DENÚNCIA
Valciãn Calixto
08 de outubro de 2019 às 16:52
Populares estão reclamando do isolamento da faixa de pedestre da Ponte Estaiada E chamando o ato de ‘privatização do espaço público’, já que até a alça da ponte foi fechada em função da realização da Micarina, evento com artistas nacionais que será realizado nos dias 18 e 19 deste mês. A festa é uma realização do Grupo Meio Norte de Comunicação, por meio da Kalor Produções.
Em uma imagem compartilhada nas redes sociais, a professora universitária Jasmine Malta, uma das organizadoras do Salão do Livro do Piauí (SALIPI), questiona se com o isolamento Teresina é uma cidade inclusiva. “A privatização dos espaços públicos: evento de rede de comunicação isola a faixa de pedestre da Ponte Estaiada.

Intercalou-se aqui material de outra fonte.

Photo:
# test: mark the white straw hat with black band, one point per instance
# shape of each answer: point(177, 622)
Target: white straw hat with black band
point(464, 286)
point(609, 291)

A população sem poder pagar ingresso para abadá ou camarote só poderá assistir pela TV”, alerta.
A publicação já acumula diversos compartilhamentos e comentários, entre eles o de um homem identificado como Wonnack Alves. “Eu tive que mudar minha rota de todos os dias por mais de um mês por causa de um evento que vai durar dois dias”, disse referindo-se ao fechamento das alças de acesso à ponte.
Anualmente, o estacionamento da Ponte Estaiada, na Avenida Raul Lopes, zona Leste da capital piauiense, recebe diversos eventos culturais realizados pelas gestões municipal e estadual e ainda pela iniciativa privada, entre os quais Cultura Negra Estaiada na Ponte, Teresina é Pop, Parada da Diversidade, The Vejo na Ponte, Moto Teresina, Festival Food Truck, outros. Em abril, a sertaneja Marília Mendonça gravou parte do seu DVD 'Te Vejo Em Todos os Cantos' no complexo turístico, contudo, em nenhum destes houve o isolamento.
Uma mulher identificada como Bia, conta que com o acesso fechado, precisa fazer um percurso maior para chegar à sua residência, aumentando o consumo da gasolina de seu veículo. “Eles fecharam até a alça da ponte, o que obriga a um desvio absurdo para pegar a Ponte da Primavera e chegar na minha casa, que fica na descida da Ponte Estaiada. Estou revoltada, quem banca o aumento do meu gasto de gasolina e o cerceamento do meu direito de ir e vir”, questiona.
RESPOSTA
A reportagem entrou em contato com a Assessoria de Imprensa da STRANS e da Kalor Produções para que o órgão municipal e a empresa trouxessem esclarecimentos a respeito das reclamações, porém não obteve retorno até o momento.